The flow rate was 4 ml/min, and 50-ml fractions were collected. ADH
activity started slowly to elute from the column as 0 M of
(NH4)2SO4 was applied. Fractions containing ADH activity above 10 U/mg were combined and concentrated by
ultrafiltration (Amicon type ultrafilter using a PM30 membrane). The
concentrated fractions (20 ml) were applied to a column of Superdex 200 (6 by 60 cm; Pharmacia LKB) equilibrated with buffer A containing 100 mM NaCl. The flow rate was 4 ml/min, and 30-ml fractions were
collected. Fractions containing ADH activity above 40 U/mg were
combined (120 ml) and loaded onto a Q-Sepharose High Performance column
(2.5 by 10 cm) equilibrated with buffer A. The flow rate was 6 ml/min,
and 40-ml fractions were collected. The column was eluted with a 480-ml
linear gradient (0 to 0.4 M NaCl) in buffer A. The ADH activity started
to elute as 0.2 M NaCl was applied to the column. Those fractions
containing pure ADH as judged by electrophoretic analysis were combined
(50 ml), concentrated by ultrafiltration to 4 ml, and stored as pellets in liquid N2.
Metal analyses.
A complete metal analysis (32 elements,
including zinc and iron) was performed by plasma emission spectroscopy
using a Jarrel Ash Plasma Comp 750 instrument at the Riverbend Research
Laboratories, University of Georgia. The iron contents of pure ADH were
measured by using o-phenanthroline (33). ADH as
isolated (0.4 ml) was dialyzed overnight in 3.5 liter 50 mM Tris-HCl
buffer (pH 7.8) containing 5% glycerol, 2 mM dithiothreitol, and 2 mM
sodium dithionite at 4°C. ADH as isolated (0.4 ml) was also treated
with 5 mM EDTA for 1 h at room temperature and then dialyzed
overnight in 3.5 liters of 50 mM Tris-HCl buffer (pH 7.8) containing
5% glycerol, 2 mM dithiothreitol, 2 mM sodium dithionite, and 0.5 mM
EDTA at 4°C. For dialysis experiments, all samples were unavoidably
exposed shortly to air when the samples were transferred into the
dialysis tubing.
Other methods.
The molecular weight of ADH was estimated by
gel filtration on a column of Superdex 200 (1.6 by 60 cm; Pharmacia
LKB) with ferritin (molecular weight, 450,000), catalase (240,000),
lactate dehydrogenase (140,000), yeast alcohol dehydrogenase (150,000), bovine serum albumin (67,000), and egg albumin (45,000) as the standard
proteins. Sodium dodecyl sulfate (SDS)-polyacrylamide gel
electrophoresis was performed by the method of Laemmli (28). SDS molecular weight markers were purchased from Sigma Chemical Co.

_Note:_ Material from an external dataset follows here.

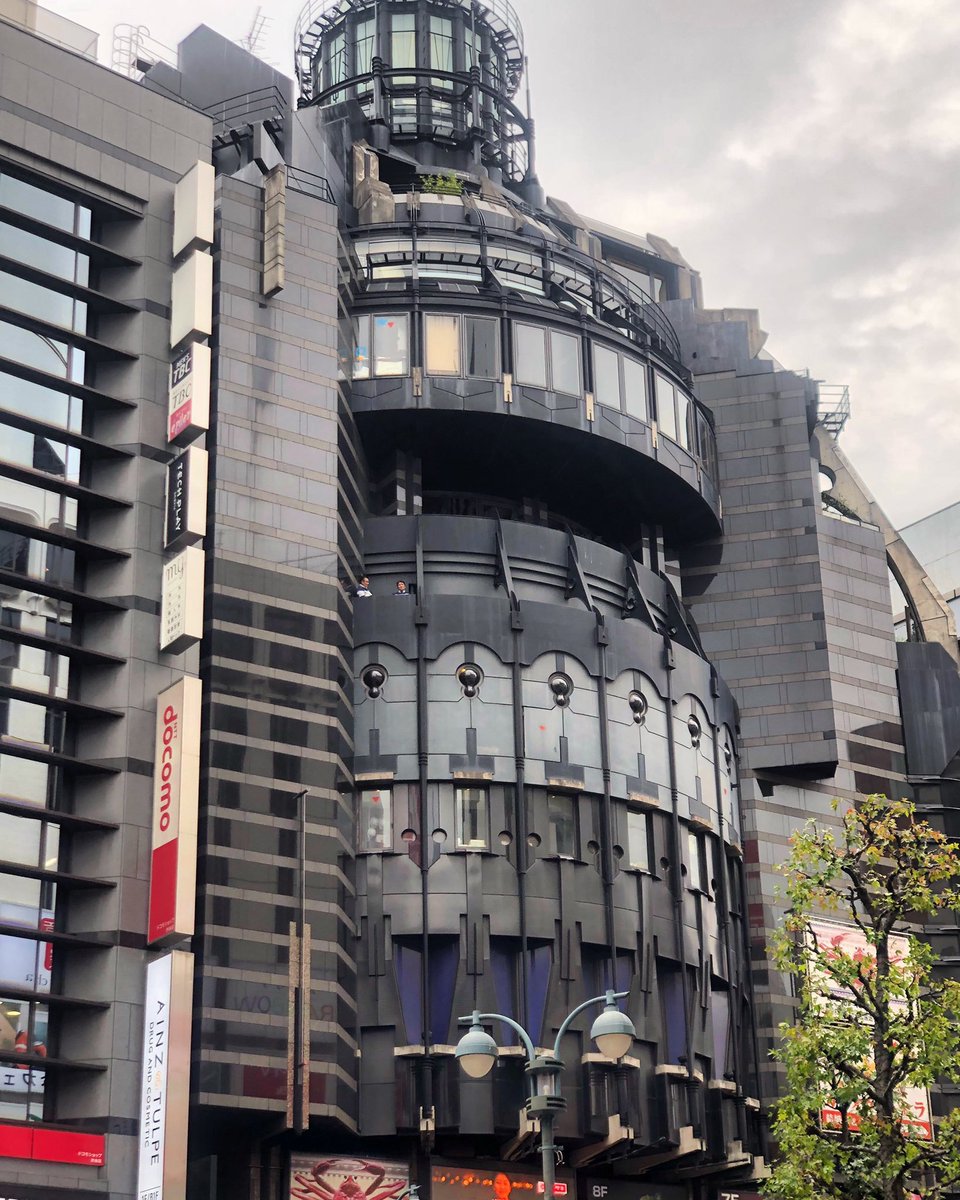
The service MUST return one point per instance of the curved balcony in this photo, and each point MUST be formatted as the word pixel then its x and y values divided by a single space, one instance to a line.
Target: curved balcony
pixel 319 18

(St. Louis, Mo.). Protein concentrations were routinely estimated by
the method of Bradford (11), with bovine serum albumin as the standard. The protein content of samples of pure ADH was also determined by quantitative recovery of amino acids from compositional analyses (17). The acid-labile sulfide contents of pure ADH were measured by methylene blue formation (13). The
N-terminal sequence was determined with an Applied Biosystems model 477 sequencer (17). Amino acid analyses were performed with an
Applied Biosystems model 4240A analyzer after hydrolysis of the protein
under Ar at 165°C for 1 h in the presence of 6 M HCl, 1%
(wt/vol) phenol, and 8% (wt/vol) thioglycolic acid (17).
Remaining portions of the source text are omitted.